CARLOTTA BONANDIN, COSTANZA FILIBERTI
In questi ultimi giorni ha fatto molto discutere la restrizione alla legge sull’aborto in Alabama. In questo stato nel sud degli USA ora una donna non ha più la possibilità di interrompere una gravidanza, nemmeno se questa fosse il frutto di incesto o stupro.
Se la donna in questione riesce ad abortire il medico che le ha concesso l’operazione rischia l’ergastolo. L’aborto è concesso così solo in caso di gravi complicanze mediche per la donna.
Altri sette stati americani dall’inizio del 2019 ad oggi hanno imposto restrizioni alle leggi sull’aborto, senza arrivare però all’abolizione come in Alabama.
Questo tema è ormai argomento di discussione da decenni: molte sono le posizioni e i pensieri in contrasto; per crearsi un’opinione però sarebbe forse meglio approfondire la questione. Analizziamo il caso dell’Alabama: la legge è stata approvata a larga maggioranza dal Senato dell’Alabama, con 25 voti a favore e sei contrari. Il dibattito nell’aula del Senato dell’Alabama è stato durissimo ed è andato avanti tra molte proteste: le donne sono scese in piazza. Nonostante questo, e nonostante la presenza di donne vittime di violenze, i senatori sono andati dritti per la loro strada. I democratici, senza successo, hanno cercato di battersi: hanno spiegato che il prezzo più alto lo pagheranno le donne più disagiate e hanno definito la norma “uno stupro per le donne”.
Anche Kentucky, Mississippi, Ohio e Georgia hanno vietato la procedura dopo avere rilevato l’attività cardiaca fetale.

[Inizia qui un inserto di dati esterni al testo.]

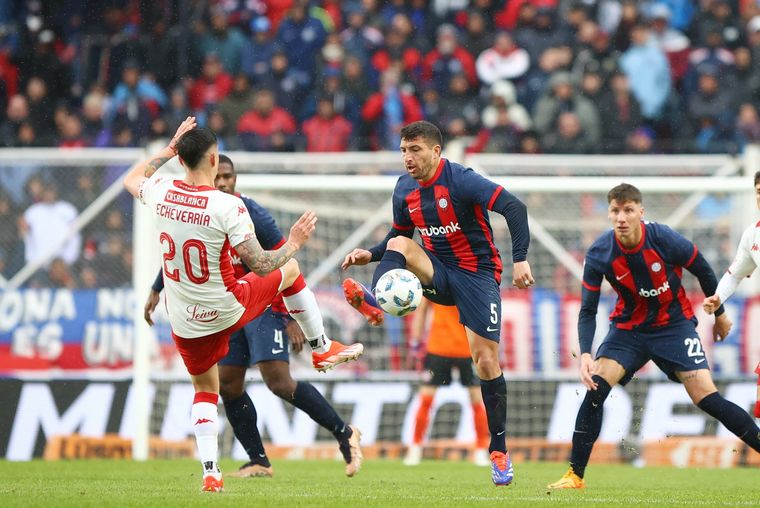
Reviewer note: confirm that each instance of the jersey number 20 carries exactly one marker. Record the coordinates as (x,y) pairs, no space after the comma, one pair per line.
(173,274)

A incoraggiarli è il fatto che il presidente degli Stati Uniti, Donald Trump, ha recentemente nominato nella Corte Suprema due giudici anti-aborto.
Anche se il disegno di legge è già legge, non significa che entrerà in vigore. Nello Iowa e nel North Dakota quest’anno. La legge si è arenata in tribunale e in Kentucky, invece, è stata sospesa da un giudice.
Spesso si dimentica che l’aborto non è una conquista di donne egoiste e femministe, ma un metodo per evitare che una donna debba portare un bambino in grembo contro il proprio volere. E ancora più spesso viene dimenticato il dolore e la sofferenza provocati da un aborto per una donna. Viene data importanza al bambino ma non alla futura madre che è costretta dunque a portare avanti una gravidanza e a partorire ciò che è nato da stupro o incesto. Sicuramente questa decisione dà diritti al bambino che deve ancora nascere e che nella maggior parte dei casi sarà costretto a vivere nel disagio. Vengono dimenticati però i diritti della donna, ancora una volta.
L’operazione in corso però lascia intravedere un sistema che potrebbe essere replicato, per annullare altri diritti come quelli dei gay o delle minoranze, ma anche per scalfire le regole della democrazia americana. Siamo in un periodo storico turbolento e violento nel quale ancora non si è tutti uguali e non si hanno gli stessi diritti come esseri umani che vivono sullo stesso pianeta. La strada per avere garantiti i diritti umani è ancora lunga e tortuosa e occorrerà lottare per vederli riconosciuti e raggiungere l’obiettivo comune. I diritti che abbiamo oggi sono il risultato di molte battaglie affrontate in passato, ed è fondamentale continuare a combattere affinché non ci vengano tolti.
“In un Paese che voglia dirsi democratico, la tutela dei diritti non deve trasformarli in privilegi.”